Investment update: December 2025
Market highlights
The global economy entered the new financial year in better shape than expected given the tariff uncertainty over the preceding quarter. Despite ongoing geopolitical tensions and changes to global trade policies, economic growth remained resilient across most regions.
Key markets performed well, with US shares remaining elevated as technology and Artificial Intelligence (AI) themed companies maintained strong performance despite concerns over valuations and dotcom bubbles. Other major markets also delivered strong returns, supported by a mix of easing monetary and fiscal conditions, and investors seeking to diversify away from the US.
Our investment performance
Pleasingly, all CareSuper pre-mixed investment options delivered solid returns over the first half of the 2025–26 financial year, covering the period 1 July to 31 December 2025.
Short term returns
The CareSuper Balanced (MySuper) option delivered 4.09% for the financial year to the period ending 31 December 2025. The Balanced Retirement Income option delivered 4.38% for the same period. Over 12 months to 31 December 2025, the Balanced option returned 7.81% while the Balanced Retirement Income option delivered 8.24%.
Long term returns
We’re here to deliver real growth over time, so while we’re pleased with these short-term results, it’s long-term performance that really counts.

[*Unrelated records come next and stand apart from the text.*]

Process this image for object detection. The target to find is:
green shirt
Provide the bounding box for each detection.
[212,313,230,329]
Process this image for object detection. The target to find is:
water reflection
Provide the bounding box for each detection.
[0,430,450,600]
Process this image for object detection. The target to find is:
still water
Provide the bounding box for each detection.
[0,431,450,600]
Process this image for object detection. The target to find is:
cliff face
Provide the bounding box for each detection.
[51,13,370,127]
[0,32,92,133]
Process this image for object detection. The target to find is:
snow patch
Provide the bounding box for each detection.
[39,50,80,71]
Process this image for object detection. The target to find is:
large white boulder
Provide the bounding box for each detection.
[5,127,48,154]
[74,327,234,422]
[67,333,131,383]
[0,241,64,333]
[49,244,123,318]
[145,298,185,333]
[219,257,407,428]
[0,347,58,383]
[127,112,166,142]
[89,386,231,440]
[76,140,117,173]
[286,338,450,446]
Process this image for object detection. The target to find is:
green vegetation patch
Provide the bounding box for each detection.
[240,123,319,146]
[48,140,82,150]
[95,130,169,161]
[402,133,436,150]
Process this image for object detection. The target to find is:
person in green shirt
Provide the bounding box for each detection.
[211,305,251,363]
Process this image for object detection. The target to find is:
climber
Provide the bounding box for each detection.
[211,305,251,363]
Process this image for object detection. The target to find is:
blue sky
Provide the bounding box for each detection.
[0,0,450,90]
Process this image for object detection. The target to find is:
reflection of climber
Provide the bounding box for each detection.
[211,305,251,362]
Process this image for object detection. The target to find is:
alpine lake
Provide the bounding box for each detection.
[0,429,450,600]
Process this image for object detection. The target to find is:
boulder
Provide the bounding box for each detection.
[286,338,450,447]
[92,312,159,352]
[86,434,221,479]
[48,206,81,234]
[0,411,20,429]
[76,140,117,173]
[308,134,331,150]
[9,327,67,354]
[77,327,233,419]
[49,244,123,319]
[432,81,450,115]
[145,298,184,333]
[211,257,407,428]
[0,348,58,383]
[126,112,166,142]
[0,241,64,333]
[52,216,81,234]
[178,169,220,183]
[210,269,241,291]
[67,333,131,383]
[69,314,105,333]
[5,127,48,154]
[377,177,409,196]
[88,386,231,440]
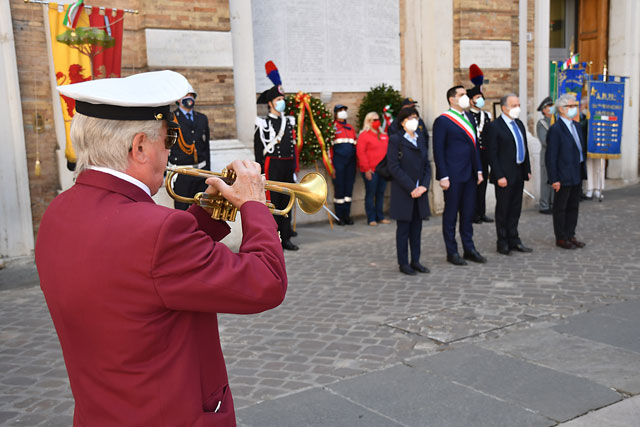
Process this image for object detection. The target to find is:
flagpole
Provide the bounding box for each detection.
[24,0,139,15]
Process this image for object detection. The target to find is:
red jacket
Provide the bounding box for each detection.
[356,130,389,172]
[36,170,287,427]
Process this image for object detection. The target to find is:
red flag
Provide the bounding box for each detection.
[89,7,124,79]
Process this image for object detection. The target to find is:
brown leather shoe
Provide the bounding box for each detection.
[556,240,577,249]
[569,237,587,248]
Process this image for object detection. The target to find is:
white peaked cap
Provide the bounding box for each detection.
[58,70,190,120]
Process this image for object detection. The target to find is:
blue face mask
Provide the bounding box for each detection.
[273,99,287,113]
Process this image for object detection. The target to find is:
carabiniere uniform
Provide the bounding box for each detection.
[467,86,491,221]
[169,108,211,210]
[253,108,296,242]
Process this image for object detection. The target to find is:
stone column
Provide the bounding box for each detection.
[229,0,257,151]
[598,0,640,181]
[0,2,34,258]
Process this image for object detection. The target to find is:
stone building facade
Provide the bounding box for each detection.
[0,0,640,258]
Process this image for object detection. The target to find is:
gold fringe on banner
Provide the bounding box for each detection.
[24,0,138,15]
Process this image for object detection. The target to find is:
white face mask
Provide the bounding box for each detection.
[458,95,469,110]
[404,119,418,132]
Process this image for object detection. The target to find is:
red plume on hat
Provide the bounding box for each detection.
[264,61,282,86]
[469,64,484,86]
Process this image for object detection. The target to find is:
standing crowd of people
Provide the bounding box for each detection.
[35,61,586,426]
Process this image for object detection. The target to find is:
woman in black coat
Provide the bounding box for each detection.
[387,108,431,275]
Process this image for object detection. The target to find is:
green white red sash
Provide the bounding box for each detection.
[442,109,476,147]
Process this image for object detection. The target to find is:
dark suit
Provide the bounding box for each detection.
[433,115,486,255]
[169,108,211,210]
[387,132,431,265]
[545,119,587,240]
[487,116,531,248]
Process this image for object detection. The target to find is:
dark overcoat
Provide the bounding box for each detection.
[387,132,431,221]
[545,119,587,186]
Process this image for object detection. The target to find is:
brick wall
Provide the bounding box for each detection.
[11,0,236,234]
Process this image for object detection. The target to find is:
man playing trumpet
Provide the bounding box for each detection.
[36,71,287,426]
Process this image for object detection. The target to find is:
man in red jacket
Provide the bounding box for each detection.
[36,71,287,426]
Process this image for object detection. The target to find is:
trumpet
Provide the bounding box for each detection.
[164,166,327,221]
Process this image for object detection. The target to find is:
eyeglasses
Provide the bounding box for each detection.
[164,128,179,150]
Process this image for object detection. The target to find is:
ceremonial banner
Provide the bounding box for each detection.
[48,1,124,164]
[549,61,558,101]
[587,77,624,159]
[557,68,584,102]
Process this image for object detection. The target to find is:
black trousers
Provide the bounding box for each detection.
[473,149,489,219]
[495,178,524,248]
[396,199,422,265]
[442,177,478,255]
[553,185,582,240]
[173,175,207,211]
[265,157,295,242]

Over 10 years to 31 December 2025, the Balanced option delivered an annual average return of 7.65%, while our Balanced Retirement Income option returned 8.13% p.a. CareSuper remains a top quartile fund over 15 and 20 years.1
These options are where most of our members are invested and reflect a diversified mix of growth assets, like shares, and defensive assets, such as bonds and cash.
Performance as at 31 December 2025

To view the performance across all options, see our investment performance.

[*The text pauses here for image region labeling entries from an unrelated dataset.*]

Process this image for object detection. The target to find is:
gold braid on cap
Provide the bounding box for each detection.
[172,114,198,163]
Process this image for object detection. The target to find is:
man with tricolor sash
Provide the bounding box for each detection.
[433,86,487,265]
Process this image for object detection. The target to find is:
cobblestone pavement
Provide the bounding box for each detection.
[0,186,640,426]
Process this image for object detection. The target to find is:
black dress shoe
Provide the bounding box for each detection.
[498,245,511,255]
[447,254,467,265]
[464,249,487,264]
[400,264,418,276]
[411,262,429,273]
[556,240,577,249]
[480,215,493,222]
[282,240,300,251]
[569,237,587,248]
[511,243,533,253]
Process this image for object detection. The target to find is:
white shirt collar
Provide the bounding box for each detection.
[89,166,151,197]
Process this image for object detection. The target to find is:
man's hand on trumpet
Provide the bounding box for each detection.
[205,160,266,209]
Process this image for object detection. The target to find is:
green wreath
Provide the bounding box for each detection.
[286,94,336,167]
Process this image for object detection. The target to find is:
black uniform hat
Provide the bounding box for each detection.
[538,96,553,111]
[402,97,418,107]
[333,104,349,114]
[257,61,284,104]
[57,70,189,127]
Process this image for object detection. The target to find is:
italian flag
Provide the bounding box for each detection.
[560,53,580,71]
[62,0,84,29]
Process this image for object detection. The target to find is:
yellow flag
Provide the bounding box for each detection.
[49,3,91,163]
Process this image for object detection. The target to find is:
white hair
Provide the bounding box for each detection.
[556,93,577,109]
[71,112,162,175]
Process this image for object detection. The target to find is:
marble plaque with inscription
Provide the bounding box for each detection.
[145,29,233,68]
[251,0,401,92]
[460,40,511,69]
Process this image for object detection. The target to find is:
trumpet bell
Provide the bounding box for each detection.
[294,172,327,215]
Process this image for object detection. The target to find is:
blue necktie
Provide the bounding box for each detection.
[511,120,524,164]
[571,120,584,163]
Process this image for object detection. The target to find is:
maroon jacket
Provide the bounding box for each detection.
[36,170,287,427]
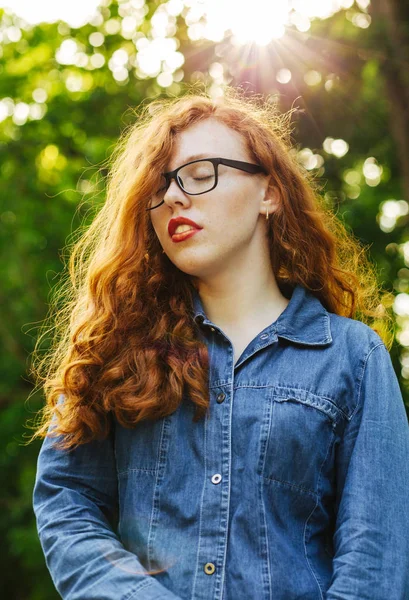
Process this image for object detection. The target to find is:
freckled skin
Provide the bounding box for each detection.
[150,119,277,280]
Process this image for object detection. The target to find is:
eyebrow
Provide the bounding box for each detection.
[169,152,217,170]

A deep dive into global market drivers
While global markets saw periods of volatility, investors were supported overall by steady global economic growth and easing inflation in select regions.
US shares remained near record levels, with technology and AI-related companies leading the gains, with the S&P500 rising 11% (in USD terms) for the period 1 July 2025 to 31 December 2025. Other global markets delivered solid returns over the same period as investors increasingly looked to diversify across regions. The STOXX 600, representing nearly 90% of Europe’s investible market, gained 10% while in Japan, the Nikkei 225 rose 25.4% (both in local currency terms).

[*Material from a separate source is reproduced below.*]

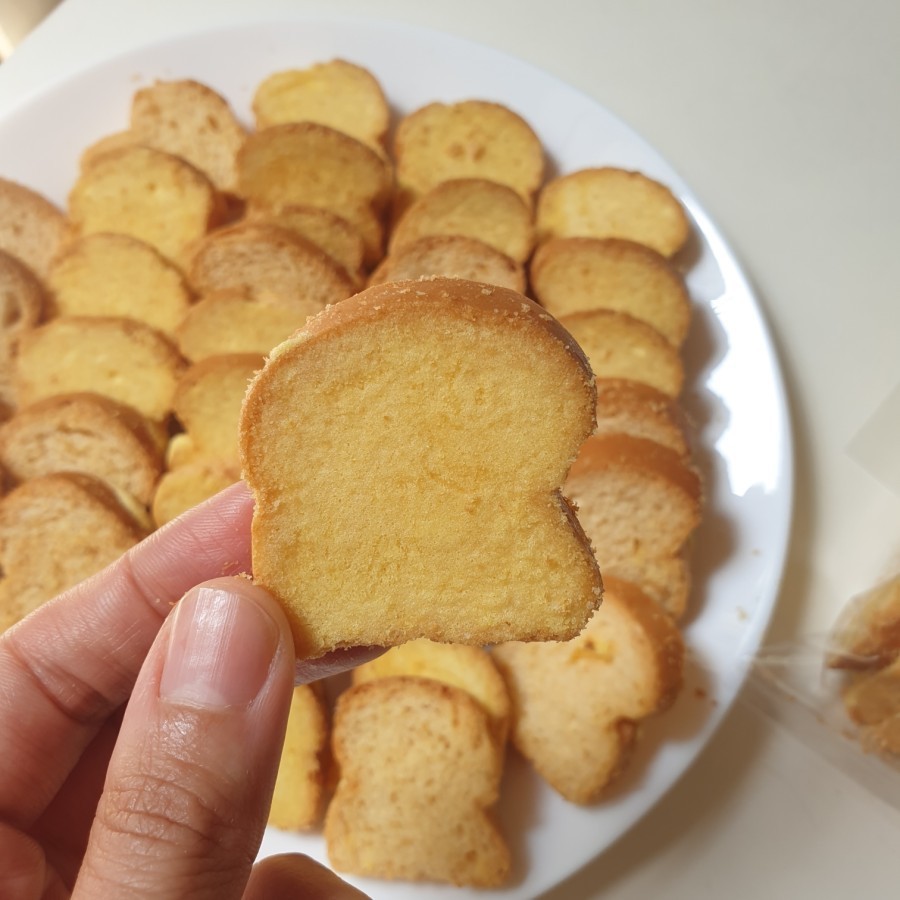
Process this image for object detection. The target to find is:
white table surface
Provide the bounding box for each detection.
[0,0,900,900]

In comparison, Australian shares produced more modest gains over the period, influenced by interest rate uncertainty and poor earnings relative to expectations. The ASX300 returned 4% financial year to date as performance varied by sector, with resources, financials and parts of the industrial sector contributing positively.
Inflation has remained more persistent in Australia than in other regions, prompting the RBA to maintain a more cautious stance. Unlike major peers that are expected to hold or cut rates, markets have priced in possible further RBA hikes after it signalled that rates may stay higher for longer. This divergence from peers has pushed Australian Government bond yields noticeably higher across both short and longterm maturities.
By contrast, global share and bond markets have been shaped by expectations that most central banks are well progressed through rate‑cutting cycles after bringing inflation under control. Investors are now debating the timing and extent of future reductions, particularly in the US. As a result, short‑term US Government bond yields have declined, while long‑term yields remain elevated.
Commodities played a renewed role in portfolios during 2025, supported by geopolitical uncertainty and the need for diversification. Precious metals such as gold and silver have moved significantly higher in value over the period.

Finally, the Australian dollar extended its gains against the US dollar, rising 1.8% for the period 1 July to 31 December 2025 to finish the year up 7.6%. A stronger Australian dollar helps households by making imports and overseas travel cheaper, easing inflation pressure.
What to expect in 2026
Global growth is expected to improve in the first half of the year from a combination of some easing of interest rates, government support, and rising household incomes that help boost economic activity. Inflation is trending lower in some regions, giving central banks more flexibility to respond if conditions weaken.
Share market valuations, particularly in the US, are elevated, which may lead to more volatility. However other regions, including emerging markets, continue to offer more attractive long-term valuation and diversification benefits.
Bond markets may continue to be influenced by inflation and interest rate expectations, and central bank policy. It’s important to remember that bonds play an important role in diversified portfolios by providing income and helping to cushion against share market volatility.
Stay focused on the long term
CareSuper’s investment approach centres on risk management and consistency. Our smooth ride philosophy is designed to handle both market highs and lows by supporting members with steady growth and resilience when conditions are uncertain.
Markets will continue to move up and down in response to economic data, policy decisions and global events. As we move into a changing investment landscape, this approach remains essential for protecting and building your retirement savings.
For most members, staying invested and focused on your long-term financial goals remains the best way to build and protect your retirement savings.
1SuperRatings Fund Crediting Rate Survey SR50 Balanced (60-76) Index, December 2025. CareSuper’s performance figures shown are net of fees, cost and investment related taxes and have been rounded to two decimal places.